New tax proposals target generational wealth
The federal government wants to slow or eliminate generational wealth through a series of proposed new taxes and reduced exemptions. This was the message Michael Fraleigh, an East Lansing-based lawyer specializing in business and succession planning, had for a group attending an educational session on August 18 at AgroExpo in St.
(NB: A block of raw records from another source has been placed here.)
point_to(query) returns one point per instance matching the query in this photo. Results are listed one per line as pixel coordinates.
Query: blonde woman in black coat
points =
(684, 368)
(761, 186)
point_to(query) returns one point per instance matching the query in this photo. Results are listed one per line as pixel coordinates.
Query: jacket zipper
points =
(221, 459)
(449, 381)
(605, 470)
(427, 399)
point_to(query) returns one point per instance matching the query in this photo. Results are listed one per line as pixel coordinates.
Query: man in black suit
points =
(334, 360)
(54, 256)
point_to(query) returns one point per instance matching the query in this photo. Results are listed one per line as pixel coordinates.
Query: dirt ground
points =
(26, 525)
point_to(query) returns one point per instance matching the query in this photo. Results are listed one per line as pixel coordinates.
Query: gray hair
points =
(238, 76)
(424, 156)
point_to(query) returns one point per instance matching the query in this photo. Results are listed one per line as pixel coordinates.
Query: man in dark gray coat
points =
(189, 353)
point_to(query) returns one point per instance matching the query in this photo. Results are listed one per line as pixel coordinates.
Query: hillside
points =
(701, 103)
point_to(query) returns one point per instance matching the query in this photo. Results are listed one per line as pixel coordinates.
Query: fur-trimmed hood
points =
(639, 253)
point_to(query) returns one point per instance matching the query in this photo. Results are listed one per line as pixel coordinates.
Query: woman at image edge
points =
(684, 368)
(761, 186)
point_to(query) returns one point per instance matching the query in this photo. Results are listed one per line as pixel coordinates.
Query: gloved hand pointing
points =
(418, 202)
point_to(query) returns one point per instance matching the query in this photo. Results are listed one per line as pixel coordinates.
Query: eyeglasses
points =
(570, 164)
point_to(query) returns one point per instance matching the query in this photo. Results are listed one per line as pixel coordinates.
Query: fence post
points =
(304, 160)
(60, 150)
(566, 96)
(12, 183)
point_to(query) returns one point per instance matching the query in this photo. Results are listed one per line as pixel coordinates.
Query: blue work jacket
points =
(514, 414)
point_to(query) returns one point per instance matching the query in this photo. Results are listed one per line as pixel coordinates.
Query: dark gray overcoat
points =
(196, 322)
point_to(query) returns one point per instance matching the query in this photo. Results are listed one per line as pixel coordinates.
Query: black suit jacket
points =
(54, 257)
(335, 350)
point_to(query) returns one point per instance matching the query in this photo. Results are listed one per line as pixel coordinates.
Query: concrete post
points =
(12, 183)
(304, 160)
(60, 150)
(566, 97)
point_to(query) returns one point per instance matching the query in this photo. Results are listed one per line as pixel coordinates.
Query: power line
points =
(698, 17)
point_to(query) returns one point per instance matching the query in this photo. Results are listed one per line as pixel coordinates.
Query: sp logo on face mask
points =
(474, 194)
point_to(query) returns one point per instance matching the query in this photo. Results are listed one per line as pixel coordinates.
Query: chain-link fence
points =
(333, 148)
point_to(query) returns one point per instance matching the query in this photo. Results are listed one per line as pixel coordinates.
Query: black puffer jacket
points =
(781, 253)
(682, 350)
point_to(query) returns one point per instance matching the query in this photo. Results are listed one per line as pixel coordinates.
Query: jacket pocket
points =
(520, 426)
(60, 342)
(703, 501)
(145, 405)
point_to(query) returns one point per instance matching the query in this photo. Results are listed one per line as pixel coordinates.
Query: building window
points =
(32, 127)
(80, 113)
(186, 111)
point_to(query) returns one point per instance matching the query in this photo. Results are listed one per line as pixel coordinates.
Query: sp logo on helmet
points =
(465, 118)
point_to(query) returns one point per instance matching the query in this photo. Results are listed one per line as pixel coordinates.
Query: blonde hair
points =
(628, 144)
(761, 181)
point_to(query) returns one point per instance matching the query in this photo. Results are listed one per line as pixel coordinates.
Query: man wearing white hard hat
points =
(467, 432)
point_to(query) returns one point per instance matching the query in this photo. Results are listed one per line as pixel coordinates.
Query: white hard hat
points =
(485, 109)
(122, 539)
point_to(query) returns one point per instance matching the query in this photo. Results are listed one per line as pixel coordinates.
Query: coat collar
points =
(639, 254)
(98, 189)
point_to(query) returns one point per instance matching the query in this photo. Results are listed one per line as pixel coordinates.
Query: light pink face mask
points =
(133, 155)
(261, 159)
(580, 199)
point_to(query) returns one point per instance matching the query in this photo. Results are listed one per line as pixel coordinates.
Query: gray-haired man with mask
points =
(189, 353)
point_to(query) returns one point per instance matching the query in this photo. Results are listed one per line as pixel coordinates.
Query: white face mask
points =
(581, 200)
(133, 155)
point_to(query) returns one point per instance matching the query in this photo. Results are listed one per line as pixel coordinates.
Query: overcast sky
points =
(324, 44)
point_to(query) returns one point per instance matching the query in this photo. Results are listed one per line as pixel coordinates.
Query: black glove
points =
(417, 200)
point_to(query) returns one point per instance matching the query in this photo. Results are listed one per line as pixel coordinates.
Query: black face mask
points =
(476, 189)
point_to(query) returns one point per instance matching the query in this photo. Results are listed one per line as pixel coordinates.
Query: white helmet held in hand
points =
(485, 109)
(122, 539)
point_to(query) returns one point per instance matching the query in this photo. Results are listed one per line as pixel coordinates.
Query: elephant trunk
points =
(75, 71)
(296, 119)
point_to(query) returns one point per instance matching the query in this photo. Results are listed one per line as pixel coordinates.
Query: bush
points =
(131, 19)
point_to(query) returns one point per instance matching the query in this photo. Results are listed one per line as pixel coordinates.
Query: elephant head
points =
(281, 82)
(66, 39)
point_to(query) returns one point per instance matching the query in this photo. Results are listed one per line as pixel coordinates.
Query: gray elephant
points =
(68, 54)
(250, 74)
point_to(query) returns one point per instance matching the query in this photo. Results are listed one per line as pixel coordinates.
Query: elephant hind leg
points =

Johns, Michigan.
The Biden administration, under the American Jobs Plan and the American Families Plan, as well as Senator Bernie Sanders, I-Vt., Senator Elizabeth Warren, D-Mass., And others have several tax proposals that could greatly affect farm operations.
“There are proposals to increase tax rates on income, capital gains and change the rules around gifts,” said Fraleigh of the law firm Fraleigh. “But if I had to choose – the most important thing or the scariest part of the proposals – it would be the transfer tax they want to impose, ”he added, noting that there is no current transfer tax.
The proposed transfer tax would be determined on the appreciated assets. “So even if you don’t have inheritance rights, [current $11.7 million lifetime exemption] Uncle Sam wants to tax the transfer of ownership out of your trust, out of your estate by will or gift, while you are alive at 39.6% of the value acquired in the assets. This is in addition to any inheritance tax, ”Fraleigh said.
The provisions discussed also state that if the assets are left in a trust and not distributed, there could be a tax deemed transfer every 21 years – 50 years are also under discussion.
“So there will be no way to leave it in the trust and not distribute it to the children to avoid the transfer tax,” he said. “They’ll say if your trust was funded before 2005, they’ll do a deemed transfer tax [treating it as if you had sold it] in 2026 and every 21 years thereafter. What they’re looking at is how much gain was added to that asset during that time, and they want 39.6%.
Limit the transfer of assets
The Biden administration, he says, doesn’t want people to pass assets from one generation to the next. “The problem, as has been reported, is that if your parents pass $ 1 million in assets to you, and over the course of your life you take them to $ 2 million for your kids, every generation gets an unfair advantage. compared to others, ”Fraleigh explained. “I understand the government wants to collect these taxes and then redistribute them through social programs.”
Under consideration, a 15-year window to pay transfer duties (possibly with interest). However, to be eligible, all heirs must be actively involved in the work or management of the farm, Fraleigh said. “It’s in the air what happens when some of the heirs cultivate and others don’t. I don’t know if that disqualifies everyone or just a part.
Another concern is that IRS debt will create a lien on the farm. This means that if you needed this asset as collateral for an operating loan or to purchase another asset, you will need to speak to your lender. a second position with the IRS – the IRS would get paid before the lender, ”Fraleigh said.
Congress tends to lump multiple provisions into one bill, he noted, and some of those measures can take effect immediately if it has enough votes. “This could come into force on January 1, 2022, but there is also talk of making these provisions retroactive. I have heard dates from January 1, 2021 and also in mid-April 2021.
Now is the time to review your financial, estate and estate plans, advised Fraleigh. “If your health is poor or if you are of advanced age, you may want to consider implementing part of your estate plan and the transfer of assets this year before the law comes into force, then that you still have your $ 11.7 million exemption, ”he adds. . “There are proposals to bring that down to $ 3.5 or $ 5.6 million. If you’re going to be hit by this 39.6% transfer tax, that’s a really big financial incentive to do something about it now. “
Conversely, if a farm owner is in relatively good health, there is the possibility of waiting and seeing what will be adopted, or if new leaders are elected who are more sensitive to the potential impact.
Another proposal aims to abolish the increased base. The basis is the value of the property at the time of its purchase. Currently, the law allows the base to be adjusted to fair market value for land inherited at death.
“If I bought a piece of land for $ 500 an acre and when I died it was worth $ 1,000, the new base would be $ 1,000,” Fraleigh said. “You don’t pay taxes on it right now; you would only pay tax if it was sold for more than $ 1,000. “
If the grossed-up base is phased out and the property is sold, capital gains would be due on any amount over $ 500, he adds, noting that some predict its removal won’t have enough backing to pass.
Changes are also proposed on the donation of money. Currently, $ 15,000 per year can be offered to an individual tax free for either party. There is no limit to the number of gifts of $ 15,000. One proposal is to limit donations to a total of $ 20,000 without taxes, and no more than $ 10,000 per person.